Updated

Reynolds American Inc. (RAI), the nation's No. 2 tobacco company, on Wednesday reported third-quarter profit slid 37 percent, weighed down by big charges related to payments to tobacco growers and an industry buyout of a tobacco quota plan.

The company lowered its full-year forecast to reflect those charges.

Reynolds, parent of R.J. Reynolds Tobacco Co. (search) , Santa Fe Natural Tobacco Co. (search) and other brands, reported net income of $213 million, or $1.44 per share, for the three months ended Sept. 30 versus a year-ago profit of $339 million, or $2.66 per share. Sales rose 15 percent to $2.15 billion from $1.87 billion a year ago.

The quarter's results include $74 million in payouts for last year's tobacco quota buyout legislation. The nation's cigarette makers agreed to pay $10.1 billion over 10 years to tobacco farmers who own quotas or have the right to grow a set amount of tobacco, ending a system that began in the 1930s. The buyout package was signed into law last October.

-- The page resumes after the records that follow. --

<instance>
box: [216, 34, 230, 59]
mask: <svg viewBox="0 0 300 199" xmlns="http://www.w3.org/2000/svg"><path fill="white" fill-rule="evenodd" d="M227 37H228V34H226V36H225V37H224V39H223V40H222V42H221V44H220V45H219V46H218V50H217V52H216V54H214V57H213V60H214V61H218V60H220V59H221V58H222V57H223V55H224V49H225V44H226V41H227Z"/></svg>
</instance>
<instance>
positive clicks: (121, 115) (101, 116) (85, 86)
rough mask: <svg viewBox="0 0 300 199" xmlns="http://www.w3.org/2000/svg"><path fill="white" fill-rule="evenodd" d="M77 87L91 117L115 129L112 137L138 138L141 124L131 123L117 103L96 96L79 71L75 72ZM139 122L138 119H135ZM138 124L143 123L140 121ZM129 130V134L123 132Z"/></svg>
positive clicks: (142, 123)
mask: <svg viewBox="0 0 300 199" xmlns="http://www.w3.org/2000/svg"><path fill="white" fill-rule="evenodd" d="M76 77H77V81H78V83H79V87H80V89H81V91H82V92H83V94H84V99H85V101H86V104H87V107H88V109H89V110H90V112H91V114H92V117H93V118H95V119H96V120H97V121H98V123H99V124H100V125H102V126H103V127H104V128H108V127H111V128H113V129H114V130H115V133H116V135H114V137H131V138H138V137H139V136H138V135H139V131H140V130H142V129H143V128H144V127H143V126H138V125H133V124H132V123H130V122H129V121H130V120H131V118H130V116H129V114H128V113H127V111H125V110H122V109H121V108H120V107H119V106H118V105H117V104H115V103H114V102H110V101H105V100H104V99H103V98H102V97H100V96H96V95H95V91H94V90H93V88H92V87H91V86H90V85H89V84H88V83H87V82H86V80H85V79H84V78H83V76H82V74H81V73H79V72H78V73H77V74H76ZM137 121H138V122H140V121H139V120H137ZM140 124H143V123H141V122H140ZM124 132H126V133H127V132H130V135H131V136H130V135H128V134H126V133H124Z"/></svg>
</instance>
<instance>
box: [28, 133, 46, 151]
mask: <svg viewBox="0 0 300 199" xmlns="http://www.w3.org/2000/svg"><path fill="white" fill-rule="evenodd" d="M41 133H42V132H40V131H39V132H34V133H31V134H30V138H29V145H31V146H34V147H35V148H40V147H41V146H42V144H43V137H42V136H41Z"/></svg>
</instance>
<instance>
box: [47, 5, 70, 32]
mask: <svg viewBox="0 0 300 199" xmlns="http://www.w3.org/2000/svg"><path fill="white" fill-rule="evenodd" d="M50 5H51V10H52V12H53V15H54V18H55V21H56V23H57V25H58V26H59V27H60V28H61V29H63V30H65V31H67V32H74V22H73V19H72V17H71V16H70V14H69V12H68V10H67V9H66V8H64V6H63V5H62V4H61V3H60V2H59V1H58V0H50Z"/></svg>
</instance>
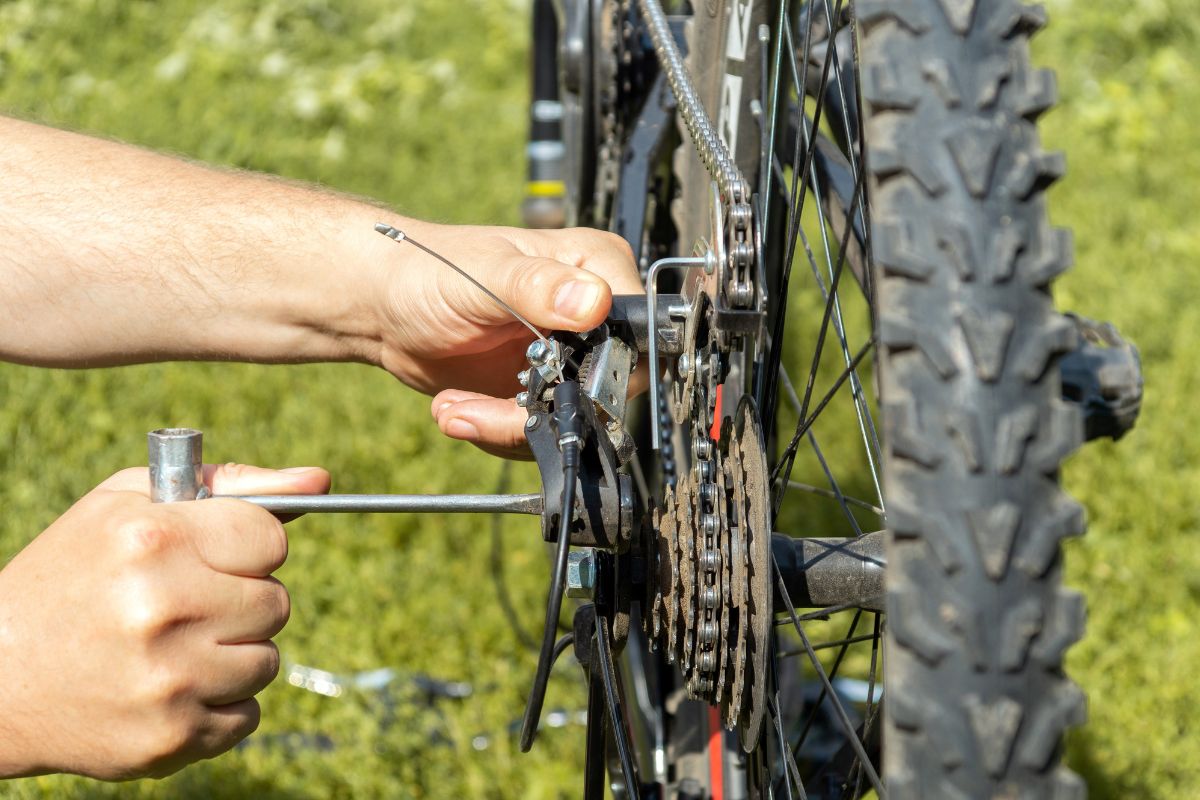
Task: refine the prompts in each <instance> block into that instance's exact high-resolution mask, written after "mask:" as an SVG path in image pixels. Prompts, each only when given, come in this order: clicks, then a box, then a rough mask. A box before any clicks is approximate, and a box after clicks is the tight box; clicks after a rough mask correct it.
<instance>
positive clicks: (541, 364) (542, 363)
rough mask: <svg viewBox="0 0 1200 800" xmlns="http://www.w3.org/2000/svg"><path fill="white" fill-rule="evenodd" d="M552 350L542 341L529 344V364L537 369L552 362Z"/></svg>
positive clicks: (538, 339)
mask: <svg viewBox="0 0 1200 800" xmlns="http://www.w3.org/2000/svg"><path fill="white" fill-rule="evenodd" d="M550 356H551V353H550V348H548V347H546V343H545V342H542V341H541V339H534V341H533V342H532V343H530V344H529V349H528V350H526V357H527V359H529V363H532V365H533V366H535V367H540V366H542V365H545V363H546V362H547V361H550Z"/></svg>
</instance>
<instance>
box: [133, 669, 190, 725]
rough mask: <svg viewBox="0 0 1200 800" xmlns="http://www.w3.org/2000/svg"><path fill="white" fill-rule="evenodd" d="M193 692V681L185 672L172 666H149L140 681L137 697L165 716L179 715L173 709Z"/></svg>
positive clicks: (150, 706)
mask: <svg viewBox="0 0 1200 800" xmlns="http://www.w3.org/2000/svg"><path fill="white" fill-rule="evenodd" d="M191 693H192V681H191V679H190V678H188V675H187V674H186V673H184V672H180V670H178V669H174V668H170V667H157V668H154V667H152V668H149V669H146V670H145V674H144V676H143V678H142V680H140V681H139V682H138V691H137V697H138V698H139V700H140V703H142V705H143V706H144V708H146V709H151V710H154V711H157V712H161V714H163V715H164V716H168V717H173V716H178V715H175V714H172V709H175V706H176V705H178V704H179V703H180V700H182V699H185V698H186V697H188V696H190V694H191Z"/></svg>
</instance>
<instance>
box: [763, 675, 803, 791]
mask: <svg viewBox="0 0 1200 800" xmlns="http://www.w3.org/2000/svg"><path fill="white" fill-rule="evenodd" d="M767 712H768V714H770V718H772V720H773V721H774V723H775V726H774V727H775V730H776V733H778V735H779V751H780V758H782V759H784V765H785V766H786V771H785V772H784V786H785V787H787V796H788V798H791V796H792V783H796V788H797V789H798V790H799V793H800V800H808V796H809V795H808V793H805V792H804V781H803V780H800V768H799V766H797V765H796V757H794V756H793V754H792V748H791V747H788V746H787V738H786V736H785V735H784V720H782V716H781V715H780V712H779V691H778V690H776V691H775V696H774V698H772V699H769V700H768V703H767ZM788 777H791V781H788Z"/></svg>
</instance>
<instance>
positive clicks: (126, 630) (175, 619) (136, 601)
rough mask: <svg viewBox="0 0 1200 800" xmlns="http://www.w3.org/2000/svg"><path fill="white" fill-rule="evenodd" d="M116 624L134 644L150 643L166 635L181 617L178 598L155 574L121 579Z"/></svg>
mask: <svg viewBox="0 0 1200 800" xmlns="http://www.w3.org/2000/svg"><path fill="white" fill-rule="evenodd" d="M115 615H116V625H118V627H119V630H120V631H121V632H122V633H124V634H125V638H126V640H127V642H130V643H132V644H137V643H140V644H143V645H145V644H150V643H152V642H155V640H157V639H160V638H162V637H163V636H166V634H167V633H168V632H169V631H170V630H172V628H174V626H175V624H176V622H178V621H179V616H180V615H179V606H178V599H176V597H175V596H173V595H172V594H170V593H168V591H163V589H162V588H160V587H158V585H156V583H155V581H154V579H152V578H142V579H126V581H124V582H121V587H120V595H119V600H118V603H116V614H115Z"/></svg>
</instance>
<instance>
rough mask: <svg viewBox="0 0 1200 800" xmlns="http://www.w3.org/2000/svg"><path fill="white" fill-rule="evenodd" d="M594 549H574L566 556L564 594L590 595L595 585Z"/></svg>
mask: <svg viewBox="0 0 1200 800" xmlns="http://www.w3.org/2000/svg"><path fill="white" fill-rule="evenodd" d="M595 558H596V557H595V551H593V549H592V548H590V547H581V548H578V549H574V551H571V552H570V554H568V557H566V596H568V597H590V596H592V593H593V591H594V590H595V585H596V561H595Z"/></svg>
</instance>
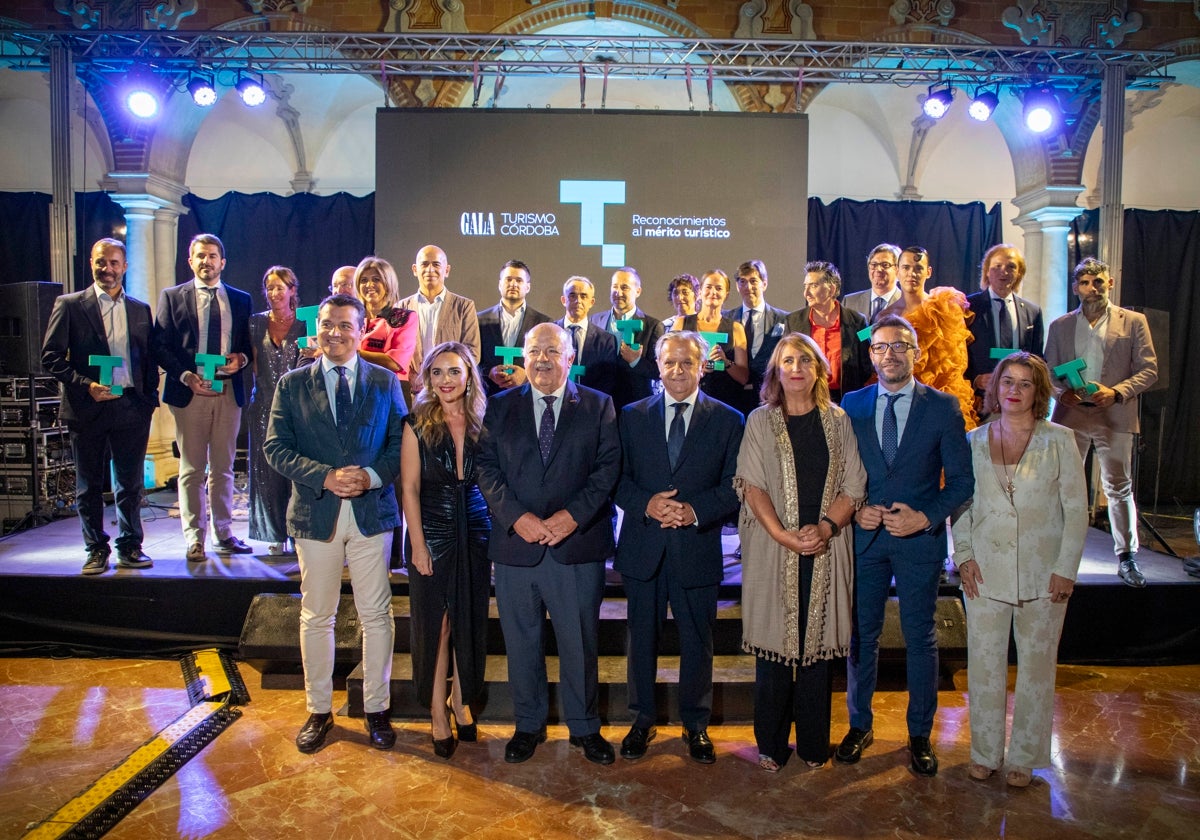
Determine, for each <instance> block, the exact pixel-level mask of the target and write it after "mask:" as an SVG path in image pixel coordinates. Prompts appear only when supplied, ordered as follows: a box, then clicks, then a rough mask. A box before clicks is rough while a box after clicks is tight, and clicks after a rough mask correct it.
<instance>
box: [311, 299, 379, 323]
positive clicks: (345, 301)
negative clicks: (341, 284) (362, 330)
mask: <svg viewBox="0 0 1200 840" xmlns="http://www.w3.org/2000/svg"><path fill="white" fill-rule="evenodd" d="M326 306H349V307H350V308H352V310H354V311H355V312H358V313H359V329H360V330H361V329H362V328H364V326H365V325H366V323H367V307H366V306H364V305H362V301H361V300H359V299H358V298H355V296H354V295H348V294H331V295H329V296H328V298H325V300H323V301H320V306H318V307H317V310H318V311H320V310H323V308H325V307H326Z"/></svg>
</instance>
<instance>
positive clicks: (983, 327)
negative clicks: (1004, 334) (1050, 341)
mask: <svg viewBox="0 0 1200 840" xmlns="http://www.w3.org/2000/svg"><path fill="white" fill-rule="evenodd" d="M967 302H968V304H970V305H971V311H972V312H974V316H976V317H974V320H972V322H971V335H973V336H974V341H973V342H971V343H970V344H968V346H967V372H966V378H967V379H968V380H971V382H974V378H976V377H977V376H979V374H982V373H991V372H992V371H995V370H996V365H997V364H1000V359H992V358H991V348H992V347H995V346H996V307H995V305H994V304H992V302H991V293H990V292H989V290H988V289H984V290H983V292H976V293H974V294H973V295H971V296H968V298H967ZM1013 304H1014V306H1015V308H1016V325H1015V329H1014V335H1015V336H1016V338H1018V341H1016V346H1018V349H1021V350H1025V352H1026V353H1033V354H1034V355H1042V347H1043V346H1044V343H1045V341H1044V335H1045V328H1044V326H1043V324H1042V307H1039V306H1038V305H1037V304H1034V302H1033V301H1032V300H1026V299H1025V298H1021V296H1019V295H1015V294H1014V295H1013Z"/></svg>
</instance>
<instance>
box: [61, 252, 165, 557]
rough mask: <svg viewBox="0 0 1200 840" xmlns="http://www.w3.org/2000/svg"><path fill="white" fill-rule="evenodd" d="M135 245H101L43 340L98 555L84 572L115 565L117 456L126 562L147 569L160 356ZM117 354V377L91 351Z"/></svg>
mask: <svg viewBox="0 0 1200 840" xmlns="http://www.w3.org/2000/svg"><path fill="white" fill-rule="evenodd" d="M125 269H126V258H125V245H124V244H122V242H120V241H119V240H115V239H101V240H100V241H97V242H96V244H95V245H94V246H92V247H91V276H92V281H94V283H92V286H89V287H88V288H86V289H84V290H83V292H77V293H74V294H65V295H62V296H60V298H59V299H58V300H55V301H54V310H53V311H52V312H50V320H49V324H48V325H47V328H46V340H44V341H43V343H42V367H44V368H46V371H47V372H48V373H49V374H50V376H53V377H54V378H55V379H58V380H59V382H60V383H62V385H61V388H62V409H61V412H62V413H61V416H62V420H64V422H66V425H67V428H68V430H70V432H71V449H72V452H73V455H74V463H76V506H77V509H78V511H79V522H80V523H82V524H83V539H84V545H85V546H86V547H88V559H86V560H85V562H84V564H83V574H84V575H101V574H103V572H106V571H108V557H109V553H110V550H109V547H108V534H107V533H106V532H104V496H103V492H104V475H106V474H107V473H108V464H109V457H112V464H113V476H114V487H113V490H114V496H115V502H116V522H118V527H119V533H118V536H116V565H118V568H121V569H146V568H149V566H151V565H154V563H152V562H151V560H150V558H149V557H146V556H145V554H144V553H143V552H142V535H143V533H142V493H143V472H144V464H145V457H146V440H148V439H149V437H150V418H151V416H152V415H154V409H155V408H156V407H157V406H158V365H157V362H156V361H155V360H154V355H152V354H151V352H150V332H151V320H150V307H149V306H148V305H146V304H144V302H142V301H140V300H134V299H133V298H130V296H128V295H127V294H125V290H124V288H122V286H121V281H122V278H124V277H125ZM94 355H97V356H116V358H120V360H121V364H120V365H119V366H116V367H112V368H110V370H112V382H110V383H109V384H107V385H102V384H101V383H100V378H101V377H102V371H103V370H104V367H107V365H106V366H104V367H97V366H96V365H92V364H91V361H90V358H91V356H94Z"/></svg>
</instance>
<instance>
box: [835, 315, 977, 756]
mask: <svg viewBox="0 0 1200 840" xmlns="http://www.w3.org/2000/svg"><path fill="white" fill-rule="evenodd" d="M920 352H922V350H920V347H918V344H917V332H916V330H913V328H912V325H911V324H910V323H908V322H907V320H905V319H904V318H901V317H899V316H893V314H884V316H882V317H881V318H880V319H878V320H876V322H875V324H872V325H871V349H870V353H871V361H872V362H874V365H875V372H876V374H877V376H878V383H877V384H875V385H868V386H866V388H864V389H862V390H859V391H853V392H851V394H847V395H846V396H845V397H842V401H841V407H842V409H845V412H846V414H847V415H850V421H851V425H852V426H853V428H854V437H856V438H858V454H859V456H860V457H862V458H863V467H864V468H865V469H866V492H868V499H866V504H865V505H864V506H862V508H860V509H859V510H858V512H857V514H856V515H854V550H856V563H854V631H853V636H852V638H851V649H850V659H848V661H847V664H846V706H848V707H850V732H847V733H846V737H845V738H842V740H841V744H839V745H838V750H836V751H835V752H834V758H835V760H836V761H840V762H842V763H844V764H853V763H854V762H857V761H858V760H859V758H862V756H863V750H864V749H866V748H868V746H870V745H871V742H872V740H874V739H875V731H874V719H875V718H874V710H872V709H871V700H872V698H874V696H875V684H876V679H877V676H878V653H880V635H881V634H882V631H883V613H884V607H886V605H887V600H888V594H889V592H890V588H892V581H893V578H894V580H895V590H896V596H898V598H899V600H900V630H901V631H902V632H904V641H905V649H906V662H907V683H908V714H907V724H908V750H910V763H911V766H912V769H913V772H914V773H917V774H918V775H924V776H931V775H936V774H937V756H936V755H935V754H934V746H932V744H931V743H930V739H929V736H930V733H931V732H932V728H934V713H935V712H936V710H937V631H936V628H935V624H934V614H935V610H936V608H937V587H938V583H940V581H941V574H942V564H943V562H944V560H946V552H947V546H946V520H947V517H949V516H950V515H952V514H953V512H954V511H955V510H958V509H959V506H961V505H962V503H964V502H966V500H967V499H970V498H971V494H972V493H973V492H974V472H973V469H972V467H971V449H970V446H968V445H967V438H966V432H965V426H964V421H962V410H961V408H960V407H959V401H958V398H955V397H954V396H952V395H949V394H942V392H941V391H938V390H936V389H932V388H929V386H928V385H923V384H920V383H919V382H917V380H916V379H914V378H913V376H912V370H913V364H914V362H916V361H917V359H918V358H919V356H920Z"/></svg>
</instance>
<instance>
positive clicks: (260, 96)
mask: <svg viewBox="0 0 1200 840" xmlns="http://www.w3.org/2000/svg"><path fill="white" fill-rule="evenodd" d="M238 95H239V96H241V101H242V102H244V103H245V104H247V106H250V107H251V108H257V107H258V106H260V104H263V103H264V102H266V91H265V90H263V85H262V84H260V83H258V82H254V79H251V78H248V77H245V76H242V77H241V78H240V79H238Z"/></svg>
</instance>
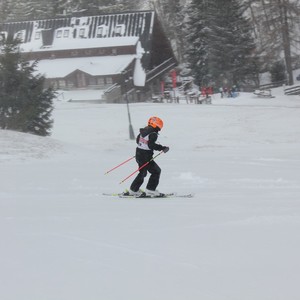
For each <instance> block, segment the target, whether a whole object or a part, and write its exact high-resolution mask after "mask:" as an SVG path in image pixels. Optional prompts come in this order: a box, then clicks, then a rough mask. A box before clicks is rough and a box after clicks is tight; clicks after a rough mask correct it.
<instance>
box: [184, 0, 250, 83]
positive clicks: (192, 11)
mask: <svg viewBox="0 0 300 300" xmlns="http://www.w3.org/2000/svg"><path fill="white" fill-rule="evenodd" d="M190 9H191V10H192V15H191V19H190V21H189V31H190V34H189V36H188V39H189V44H190V49H189V51H188V57H189V62H190V65H191V67H192V70H193V71H194V74H195V76H196V79H197V80H198V82H199V83H200V85H218V86H222V85H223V84H229V85H237V84H241V83H242V82H243V81H245V80H246V79H247V78H248V75H249V74H251V73H253V67H254V66H255V64H254V63H253V61H254V58H253V56H252V53H253V51H254V49H255V45H254V41H253V38H252V36H251V32H252V29H251V27H250V24H249V23H248V20H246V19H245V17H244V16H243V11H242V7H241V5H240V4H239V2H238V1H237V0H210V1H207V0H200V1H199V0H194V1H192V5H191V7H190Z"/></svg>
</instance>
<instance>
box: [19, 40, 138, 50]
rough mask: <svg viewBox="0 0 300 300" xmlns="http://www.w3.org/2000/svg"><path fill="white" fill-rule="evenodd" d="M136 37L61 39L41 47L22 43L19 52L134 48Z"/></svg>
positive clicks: (38, 45) (40, 42) (135, 41)
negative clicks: (115, 48) (95, 48)
mask: <svg viewBox="0 0 300 300" xmlns="http://www.w3.org/2000/svg"><path fill="white" fill-rule="evenodd" d="M138 40H139V38H138V37H109V38H92V39H83V38H76V39H74V38H61V39H57V38H56V39H54V42H53V44H52V45H51V46H47V47H42V44H41V42H40V43H38V42H37V41H32V42H29V43H23V44H21V46H20V50H21V52H32V51H33V52H37V51H49V50H68V49H74V50H75V49H91V48H105V47H120V46H135V45H136V44H137V42H138Z"/></svg>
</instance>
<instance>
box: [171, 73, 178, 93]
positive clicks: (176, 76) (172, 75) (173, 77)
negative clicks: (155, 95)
mask: <svg viewBox="0 0 300 300" xmlns="http://www.w3.org/2000/svg"><path fill="white" fill-rule="evenodd" d="M172 84H173V88H174V89H175V88H176V86H177V74H176V71H175V70H173V71H172Z"/></svg>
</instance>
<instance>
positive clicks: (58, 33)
mask: <svg viewBox="0 0 300 300" xmlns="http://www.w3.org/2000/svg"><path fill="white" fill-rule="evenodd" d="M56 37H57V38H58V39H60V38H61V37H62V30H57V31H56Z"/></svg>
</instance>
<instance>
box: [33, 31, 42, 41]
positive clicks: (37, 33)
mask: <svg viewBox="0 0 300 300" xmlns="http://www.w3.org/2000/svg"><path fill="white" fill-rule="evenodd" d="M40 38H41V32H40V31H37V32H36V33H35V36H34V39H35V40H39V39H40Z"/></svg>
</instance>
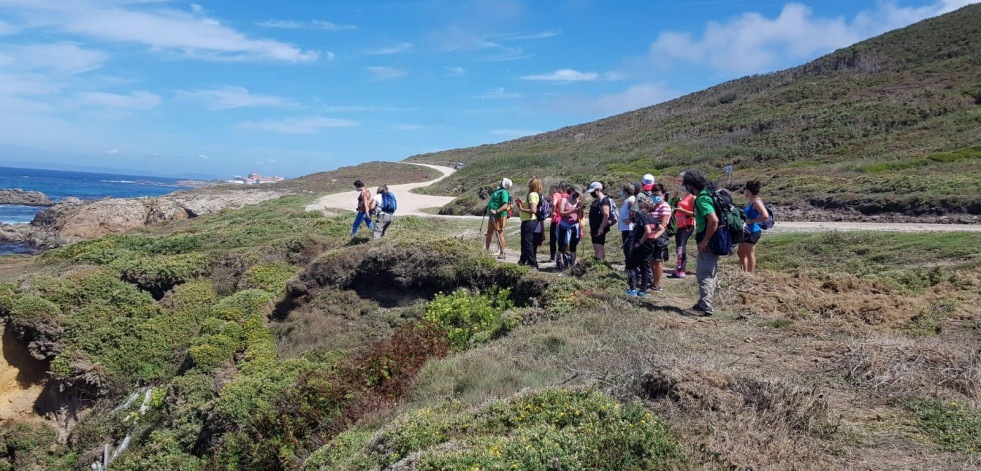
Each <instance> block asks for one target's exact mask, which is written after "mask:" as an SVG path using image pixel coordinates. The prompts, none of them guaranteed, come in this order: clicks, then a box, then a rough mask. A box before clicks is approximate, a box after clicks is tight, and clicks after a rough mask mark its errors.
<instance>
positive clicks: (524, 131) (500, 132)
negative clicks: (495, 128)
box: [488, 129, 541, 138]
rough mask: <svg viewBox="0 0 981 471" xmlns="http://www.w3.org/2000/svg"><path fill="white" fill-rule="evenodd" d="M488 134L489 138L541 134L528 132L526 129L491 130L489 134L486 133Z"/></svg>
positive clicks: (523, 135) (518, 136) (535, 131)
mask: <svg viewBox="0 0 981 471" xmlns="http://www.w3.org/2000/svg"><path fill="white" fill-rule="evenodd" d="M488 134H490V135H491V136H500V137H510V138H515V137H525V136H533V135H535V134H541V131H529V130H527V129H492V130H491V131H490V132H488Z"/></svg>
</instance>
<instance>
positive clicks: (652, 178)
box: [640, 173, 654, 196]
mask: <svg viewBox="0 0 981 471" xmlns="http://www.w3.org/2000/svg"><path fill="white" fill-rule="evenodd" d="M640 185H641V188H643V189H644V191H646V192H647V196H651V188H654V175H651V174H649V173H645V174H644V177H643V178H641V179H640Z"/></svg>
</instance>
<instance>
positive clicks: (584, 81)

Reynolds American also recorded $53 million in so-called Phase II payouts. It was one of the tobacco companies that agreed in 1999 to pay growers and quota-holders $5.1 billion over 12 years to compensate them for reduced demand. The Phase II portion that grew out of the $206 billion settlement of anti-smoking lawsuits filed by 46 states against the nation's largest cigarette makers.

Earlier this year, North Carolina's Supreme Court struck down a lower court ruling that said the tobacco-quota buyout approved by Congress ended the company's obligation to make the Phase II payments.

Wall Street had forecast earnings of $2.02 per share, the average estimate of nine analysts surveyed by Thomson Financial, on estimated sales of $2.07 billion.

Reynolds lowered its forecast for 2005 net income between $940 million to $970 million, or $6.35 to $6.55 per share, from $6.71 to $7.11 per share, reflecting the payouts. Analysts' consensus view for 2005 is $7.15 per share.

Reynolds said the outlook includes quota buyout expenses of about $3 billion, merger-related expenses of $115 million, and merger-related cash costs of about $225 million. The company was formed by last year's combination of R.J. Reynolds Tobacco Holdings and Brown & Williamson.